BI Tools Defined
There are a lot of different types of BI tools that can assist in freight operations. We especially consider BI tools that present analytical data to the user. When we talk about artificial intelligence, the BI tools end up being a gateway between our data and the end user.
So the types of things that we love to see in BI are trends. There’s the trending of customer shipment volume and customer payment volume. Then there are the trends in carriers and for carriers against certain tariffs. This also includes their on-time statistics. These are all things that become important information. This is especially when we want to leverage when we’re getting information back to users.
Some Examples to Work With
Here are specific examples. This applies to on-time reports for a carrier, or average days that a carrier takes to deliver. Or it could be about pick up on-times as well as delivering on-time. So we can drill down. It’s not on-time for a carrier or their carrier statistics, but what are they on-time for? Are they on-time for their appointments? What about being on-time for the delivery? Are they on-time for their loading appointments?
By taking the general statement of carrier on-time report, we can dig deeper into that. Then we could find deeper tools and information that can provide added value to the users. Artificial intelligence is a natural progression for BI tools. It is the natural evolution of BI tools. That may be a more appropriate way to frame it. This is because what we see is the fact that BI tools provide a tremendous value. We’ve been needing and using them throughout our organizations for a long time.
Artificial Intelligence and BI Tools
AI takes that and steps it up a little bit further. It allows us to generate information that’s more intelligent. It looks more in-depth into the organization or into the way we model data. We can’t do these things with a traditional report. What we want to do is merge those two things together. We want to do take a basic report, which is a report that we would generate and see. This includes things like a profitability report or something similar. Then we want to take that and stick it against our machine learning models. We can then see what kind of trends and information we can model out of that same data, or with even more data. This provides even more value to the user.
Machine learning tends to be something that we leverage a lot in the AI world. This is especially when it comes to business analytics and data analytics. We can again apply machine modified models or the data set against standard models. We can then start trending our data that looks deep into more intelligent aspects of that data set.
Does an API Make a Difference?
It does make a difference if BI tools have an API. There are a lot of opportunities to have a BI tool. Things like single sign-on connectivity to your BI tool is great. It becomes challenging because you need to have the information back to the user when they need it. So having a single sign-on or having everybody in your office have access to your BI tools is great. But the question becomes: when are they going to do that during their day? When will they leave their system that they’re working and move over to the BI tool and go check out a report? I mean, it sounds great, but it’s not practical for their day-to-day run and the way that they’re handling their day. What’s better is if you have an API. Then you can integrate that to your application.

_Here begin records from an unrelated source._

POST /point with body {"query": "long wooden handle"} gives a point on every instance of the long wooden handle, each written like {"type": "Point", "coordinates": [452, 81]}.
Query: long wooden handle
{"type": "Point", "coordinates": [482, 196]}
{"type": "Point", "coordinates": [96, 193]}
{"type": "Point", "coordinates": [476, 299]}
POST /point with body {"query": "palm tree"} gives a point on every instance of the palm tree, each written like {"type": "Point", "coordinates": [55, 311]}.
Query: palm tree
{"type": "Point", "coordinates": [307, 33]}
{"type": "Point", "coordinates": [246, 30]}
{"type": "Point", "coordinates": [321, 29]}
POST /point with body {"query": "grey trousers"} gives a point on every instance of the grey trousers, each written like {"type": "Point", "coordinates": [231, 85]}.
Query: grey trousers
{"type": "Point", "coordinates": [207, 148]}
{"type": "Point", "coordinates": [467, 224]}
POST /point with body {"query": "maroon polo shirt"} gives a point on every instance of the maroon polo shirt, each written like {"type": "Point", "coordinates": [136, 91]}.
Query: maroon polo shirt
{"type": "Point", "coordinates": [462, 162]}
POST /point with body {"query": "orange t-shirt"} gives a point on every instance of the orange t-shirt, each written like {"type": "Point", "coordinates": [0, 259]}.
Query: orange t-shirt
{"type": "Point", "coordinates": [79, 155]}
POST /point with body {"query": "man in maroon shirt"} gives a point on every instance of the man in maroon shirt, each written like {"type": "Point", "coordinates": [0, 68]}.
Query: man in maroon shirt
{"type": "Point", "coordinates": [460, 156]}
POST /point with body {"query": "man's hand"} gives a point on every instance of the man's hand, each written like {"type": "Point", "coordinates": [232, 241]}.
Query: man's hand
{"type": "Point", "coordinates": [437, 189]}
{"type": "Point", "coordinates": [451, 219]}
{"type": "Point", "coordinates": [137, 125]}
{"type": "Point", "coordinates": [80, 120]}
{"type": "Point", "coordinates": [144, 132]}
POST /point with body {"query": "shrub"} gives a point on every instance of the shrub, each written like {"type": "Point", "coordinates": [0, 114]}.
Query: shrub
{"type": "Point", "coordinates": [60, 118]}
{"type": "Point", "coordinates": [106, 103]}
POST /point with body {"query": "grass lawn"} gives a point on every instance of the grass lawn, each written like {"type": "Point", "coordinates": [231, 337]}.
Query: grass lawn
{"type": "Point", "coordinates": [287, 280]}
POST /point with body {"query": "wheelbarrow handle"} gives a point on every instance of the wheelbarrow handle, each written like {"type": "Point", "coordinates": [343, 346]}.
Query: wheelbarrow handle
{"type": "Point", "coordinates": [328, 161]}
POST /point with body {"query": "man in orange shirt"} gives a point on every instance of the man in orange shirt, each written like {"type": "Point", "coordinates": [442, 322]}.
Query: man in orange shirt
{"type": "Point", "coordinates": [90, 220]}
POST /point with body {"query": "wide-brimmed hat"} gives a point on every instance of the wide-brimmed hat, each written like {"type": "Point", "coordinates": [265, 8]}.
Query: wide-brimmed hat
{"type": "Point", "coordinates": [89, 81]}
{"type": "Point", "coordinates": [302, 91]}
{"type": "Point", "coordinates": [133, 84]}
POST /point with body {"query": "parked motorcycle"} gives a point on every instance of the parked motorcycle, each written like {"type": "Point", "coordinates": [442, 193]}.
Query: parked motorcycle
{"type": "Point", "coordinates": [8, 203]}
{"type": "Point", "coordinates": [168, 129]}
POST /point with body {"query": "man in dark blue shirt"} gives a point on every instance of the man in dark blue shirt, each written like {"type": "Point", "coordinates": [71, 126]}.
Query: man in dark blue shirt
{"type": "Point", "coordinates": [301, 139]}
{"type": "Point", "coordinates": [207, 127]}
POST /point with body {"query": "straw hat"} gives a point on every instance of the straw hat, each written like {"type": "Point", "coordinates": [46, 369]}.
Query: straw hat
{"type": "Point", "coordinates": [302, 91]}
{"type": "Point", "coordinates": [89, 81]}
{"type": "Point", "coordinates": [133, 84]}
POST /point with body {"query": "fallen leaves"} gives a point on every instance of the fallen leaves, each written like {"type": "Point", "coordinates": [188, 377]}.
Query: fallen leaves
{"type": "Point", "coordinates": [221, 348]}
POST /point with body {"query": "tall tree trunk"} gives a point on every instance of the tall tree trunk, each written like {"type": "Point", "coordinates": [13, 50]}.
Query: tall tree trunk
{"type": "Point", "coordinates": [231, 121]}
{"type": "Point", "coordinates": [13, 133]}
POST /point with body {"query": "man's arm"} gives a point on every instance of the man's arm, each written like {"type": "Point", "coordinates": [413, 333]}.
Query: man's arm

Tai is a great help for this. You can bring your business intelligence tools and visibility into your application. It is a key value of Tai and we can do this with a couple of lines of code through Tai. So while the users are interacting or doing their daily work they’re seeing the BI results. If your BI tools have an API, then you can do that as well. You can call up some of those business intelligence reports. From those, you can show that information to your users in context.